Each Amoeba process is handled with a so called process descriptor. This is data structure which contains the following information:

  1. The processor and machine architecture for which this process binary was compiled,

  2. an owner capability,

  3. a list of memory segments (at least the text segment),

  4. a list of threads currently executing with additional information about the thread state.

The segment descriptor holds these information:

  1. The segment capability (specifying the owner of the segment),

  2. the start address and size,

  3. status flags of a segment (RO/RW/SHARED…).

Finally the thread descriptor holds information about the current state of each thread of a process:

  1. The program counter IP,

  2. the stack pointer SP,

  3. processor register copy,

  4. flags and signals,

  5. and finally architecture dependent data, for example a fault frame after an exception was raised.

The process descriptor is part of each program binary file with information about the text, initialized and uninitialized data segments, and the main stack segment. The owner of these segments stored in the binary is the fileserver until the process was started.

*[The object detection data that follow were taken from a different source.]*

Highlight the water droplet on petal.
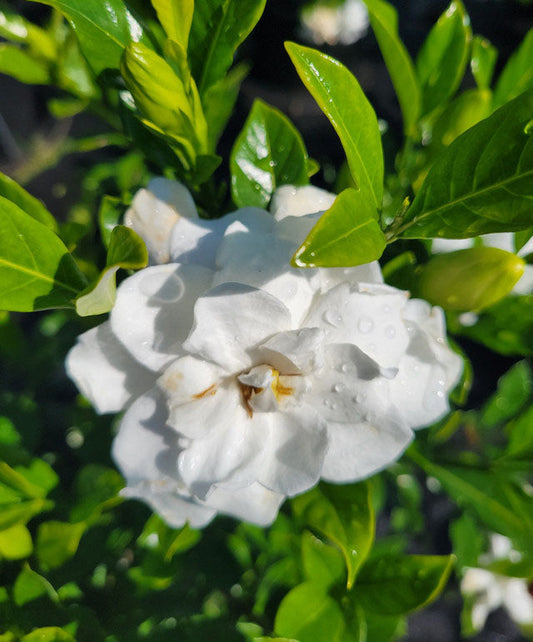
[357,317,374,334]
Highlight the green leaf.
[292,188,386,267]
[396,90,533,238]
[494,29,533,108]
[0,172,57,232]
[0,43,50,85]
[189,0,266,98]
[20,626,76,642]
[416,0,472,114]
[202,63,249,150]
[480,361,533,427]
[357,555,454,616]
[470,36,498,89]
[0,197,86,312]
[230,100,309,208]
[32,0,147,74]
[76,225,148,317]
[292,482,375,588]
[0,523,33,560]
[152,0,194,51]
[364,0,421,136]
[418,247,525,311]
[302,531,345,588]
[274,582,345,642]
[460,295,533,357]
[285,42,383,210]
[36,521,87,571]
[13,565,58,606]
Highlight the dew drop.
[357,317,374,334]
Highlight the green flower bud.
[418,247,525,312]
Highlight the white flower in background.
[461,534,533,631]
[431,232,533,296]
[67,179,461,527]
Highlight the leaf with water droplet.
[292,481,375,589]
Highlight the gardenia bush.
[67,179,462,527]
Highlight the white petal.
[214,226,315,325]
[65,322,153,413]
[183,283,291,373]
[124,178,198,263]
[259,328,324,375]
[270,185,336,221]
[110,264,212,371]
[206,483,284,526]
[304,283,409,367]
[321,408,413,482]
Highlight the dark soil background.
[0,0,533,642]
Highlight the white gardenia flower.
[67,179,462,527]
[461,533,533,631]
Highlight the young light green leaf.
[189,0,266,99]
[292,482,375,588]
[416,0,472,114]
[364,0,421,135]
[230,100,309,208]
[0,43,50,85]
[357,555,454,616]
[396,89,533,238]
[494,29,533,108]
[36,521,87,571]
[274,582,345,642]
[418,247,525,311]
[152,0,194,51]
[292,188,386,267]
[0,172,57,232]
[470,36,498,89]
[76,225,148,317]
[0,197,87,312]
[32,0,148,74]
[285,42,383,210]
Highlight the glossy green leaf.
[13,566,58,606]
[480,361,533,427]
[0,523,33,560]
[0,197,86,312]
[285,42,383,211]
[0,172,57,232]
[416,0,472,114]
[418,247,525,311]
[32,0,146,74]
[365,0,421,135]
[202,63,249,150]
[230,100,308,208]
[292,188,386,267]
[494,29,533,107]
[36,521,87,571]
[0,43,50,85]
[76,225,148,317]
[470,36,498,89]
[292,482,375,588]
[302,531,345,588]
[20,626,76,642]
[396,90,533,238]
[408,446,533,541]
[460,295,533,357]
[189,0,266,98]
[274,582,345,642]
[152,0,194,51]
[357,555,454,615]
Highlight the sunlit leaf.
[293,188,386,267]
[285,42,383,210]
[395,90,533,238]
[230,100,308,207]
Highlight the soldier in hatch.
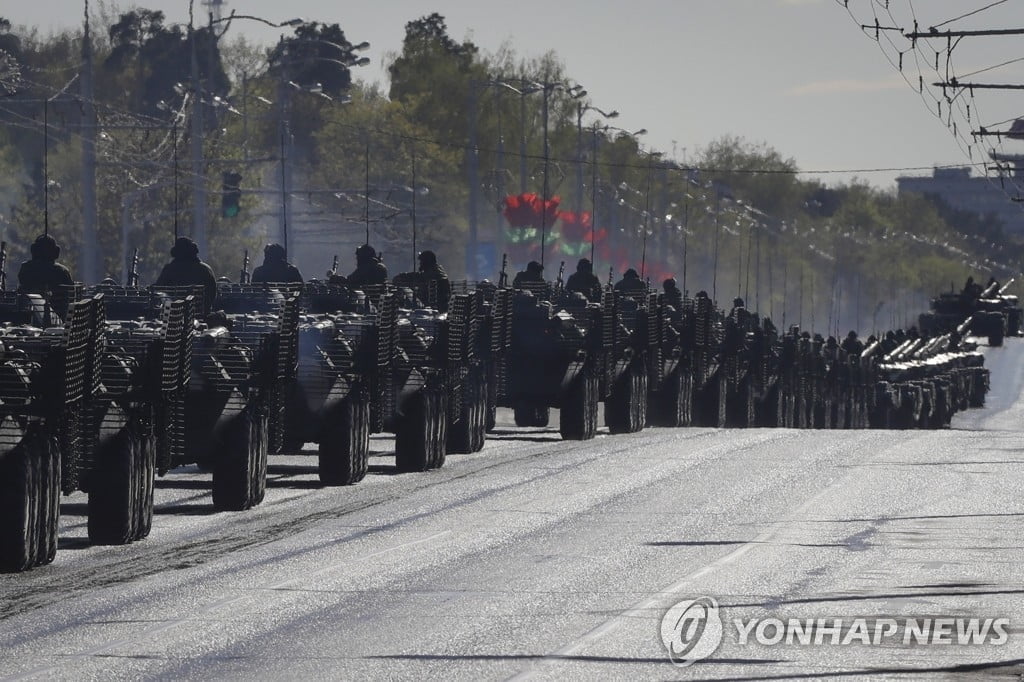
[153,237,217,310]
[252,244,302,283]
[17,235,75,296]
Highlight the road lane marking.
[508,476,850,682]
[0,530,452,680]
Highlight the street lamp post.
[188,0,303,254]
[577,101,618,213]
[272,36,370,254]
[535,81,587,267]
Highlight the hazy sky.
[8,0,1024,186]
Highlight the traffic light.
[220,171,242,218]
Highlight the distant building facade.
[896,166,1024,237]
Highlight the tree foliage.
[0,7,1022,331]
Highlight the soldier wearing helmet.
[615,267,647,294]
[565,258,601,301]
[153,237,217,310]
[252,244,302,283]
[512,260,547,287]
[346,244,387,288]
[17,235,75,296]
[419,251,452,312]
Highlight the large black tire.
[318,395,370,485]
[135,430,157,540]
[650,368,688,427]
[0,432,41,572]
[447,372,487,455]
[988,312,1007,347]
[604,363,647,434]
[213,406,268,511]
[429,391,447,469]
[89,425,142,545]
[512,403,551,426]
[394,390,445,473]
[36,436,60,565]
[558,370,600,440]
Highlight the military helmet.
[263,244,288,260]
[29,235,60,260]
[171,237,199,258]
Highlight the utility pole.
[495,88,505,258]
[80,0,99,284]
[466,81,483,280]
[278,36,292,254]
[188,15,209,257]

A process is started by another process (or the kernel for booting) simply by calling a process execution function with the process descriptor read from the binary file. The process creator will be the owner of the new started process. The stack segment, which need to be initialized with the process environment, like environment capabilities and strings, is created using Amoebas fileserver, simply by creating a new temporarily file. This must be done by the process creator. So, the low level process server reads all segments content for the new process from the fileserver, just by examining the segment descriptors and extracting the owner capabilities.

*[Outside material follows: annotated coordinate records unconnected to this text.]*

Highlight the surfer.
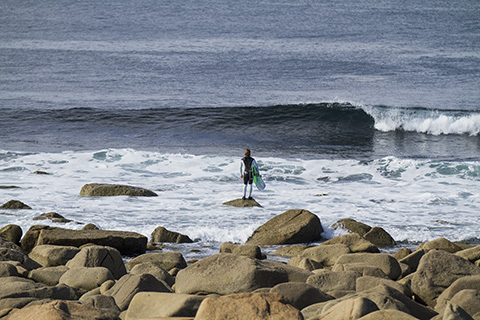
[240,149,257,200]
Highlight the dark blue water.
[0,0,480,160]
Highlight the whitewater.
[0,149,480,256]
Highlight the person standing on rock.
[240,149,257,200]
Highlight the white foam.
[0,149,480,250]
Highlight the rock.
[175,253,310,295]
[22,226,147,256]
[417,238,462,253]
[312,298,379,320]
[455,245,480,262]
[0,224,23,245]
[65,245,127,279]
[104,274,171,311]
[300,244,352,267]
[307,271,362,293]
[79,294,120,313]
[0,238,41,270]
[0,200,32,209]
[288,256,323,271]
[442,303,474,320]
[332,263,390,279]
[28,266,68,286]
[28,244,80,267]
[273,245,308,258]
[220,242,265,259]
[332,219,372,236]
[126,252,187,271]
[130,262,175,287]
[363,227,396,247]
[412,250,480,307]
[152,227,193,243]
[125,292,205,320]
[0,261,18,278]
[448,289,480,315]
[223,199,261,208]
[80,183,158,197]
[435,275,480,313]
[270,282,333,310]
[33,212,72,223]
[321,233,380,253]
[195,292,303,320]
[358,309,418,320]
[399,249,426,272]
[356,276,412,297]
[247,210,323,245]
[58,267,114,291]
[8,300,120,320]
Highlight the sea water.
[0,0,480,257]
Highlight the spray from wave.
[361,106,480,136]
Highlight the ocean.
[0,0,480,258]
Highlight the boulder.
[0,238,41,270]
[356,276,412,297]
[332,263,389,279]
[358,309,418,320]
[28,266,68,286]
[104,274,172,311]
[8,300,120,320]
[417,238,462,253]
[312,297,379,320]
[130,262,175,287]
[321,233,380,253]
[58,267,114,291]
[412,250,480,307]
[175,253,311,295]
[126,251,187,271]
[455,245,480,262]
[336,253,402,280]
[247,210,323,245]
[22,226,147,255]
[223,199,261,208]
[0,200,32,209]
[307,271,362,293]
[300,244,352,267]
[28,244,80,267]
[195,292,303,320]
[363,227,396,247]
[125,292,205,320]
[220,242,265,259]
[64,245,127,279]
[80,183,158,197]
[270,282,333,310]
[0,224,23,245]
[332,219,372,236]
[152,227,193,243]
[435,275,480,313]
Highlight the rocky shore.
[0,196,480,320]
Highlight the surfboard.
[252,165,265,190]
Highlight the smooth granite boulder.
[80,183,158,197]
[195,292,303,320]
[247,210,323,245]
[412,250,480,307]
[175,253,311,295]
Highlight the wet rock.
[412,250,480,307]
[0,224,23,245]
[195,292,302,320]
[80,183,158,197]
[223,199,261,208]
[152,227,193,243]
[0,200,32,209]
[247,210,323,245]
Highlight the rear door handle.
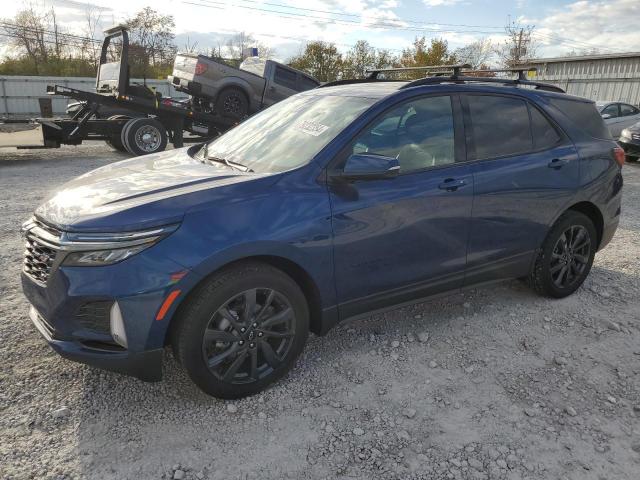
[438,178,467,192]
[547,158,569,170]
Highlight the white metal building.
[527,52,640,105]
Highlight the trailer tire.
[104,115,131,152]
[216,87,249,119]
[120,117,167,156]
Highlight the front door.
[329,95,473,318]
[462,95,579,284]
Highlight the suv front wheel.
[529,210,598,298]
[172,263,309,399]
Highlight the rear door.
[262,62,298,107]
[463,94,579,284]
[329,95,473,317]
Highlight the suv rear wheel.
[172,263,309,398]
[529,210,598,298]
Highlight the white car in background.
[596,102,640,139]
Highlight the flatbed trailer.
[0,26,242,155]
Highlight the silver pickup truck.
[168,53,320,118]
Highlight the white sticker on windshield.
[296,120,329,137]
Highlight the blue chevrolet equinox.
[22,77,624,398]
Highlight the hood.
[35,148,268,231]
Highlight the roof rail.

A running process can be dumped together with his process descriptor to an imagefile and be restarted on another machine simply calling the process execution function again with the current process descriptor.

The process environment, committed to a new process by his stack segment, contains the following information:

  1. program arguments supplied by the user,

  2. standard capabilities:

    • TTY: terminal server for standard output and input,

    • RANDOM: random generator server,

    • TOD: time server,

    • ROOT: the capability of the root directory for accessing files and directories.

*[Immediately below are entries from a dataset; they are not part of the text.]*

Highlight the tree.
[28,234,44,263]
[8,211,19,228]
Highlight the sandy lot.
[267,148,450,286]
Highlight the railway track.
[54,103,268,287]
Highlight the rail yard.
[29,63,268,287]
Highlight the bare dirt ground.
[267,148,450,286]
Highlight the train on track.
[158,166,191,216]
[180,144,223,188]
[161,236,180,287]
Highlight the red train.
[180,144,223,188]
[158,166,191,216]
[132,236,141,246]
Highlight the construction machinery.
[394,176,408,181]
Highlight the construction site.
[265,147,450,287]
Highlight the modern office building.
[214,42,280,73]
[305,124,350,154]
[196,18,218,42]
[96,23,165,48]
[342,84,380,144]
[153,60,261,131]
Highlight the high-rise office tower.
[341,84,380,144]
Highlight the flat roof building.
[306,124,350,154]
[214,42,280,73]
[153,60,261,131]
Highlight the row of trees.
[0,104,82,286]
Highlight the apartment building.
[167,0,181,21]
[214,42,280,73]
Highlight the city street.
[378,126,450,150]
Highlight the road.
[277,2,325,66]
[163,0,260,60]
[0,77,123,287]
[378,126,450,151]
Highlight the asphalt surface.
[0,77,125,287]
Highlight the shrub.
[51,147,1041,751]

  3. string variables, like the terminal type TERM.

The FLIP protocol stack [KAS93] was fully revised and split in an operating system dependent and an independent part. Most of the source code is now fully operating system independent and is shared in the kernel and the AMUNIX implementation.

References

[KAS93]

M.F. Kaashoek, R. van Renesse, H. van Staveren, and A.S. TanenbaumFLIP: an Internetwork Protocol for Supporting Distributed Systems ACM Transactions on Computer Systems, pp. 73-106, Feb. 1993.

[AMSYS]

Amoeba 5.3 System Administration Guide

[AMPRO]

Amoeba 5.3 Programming Guide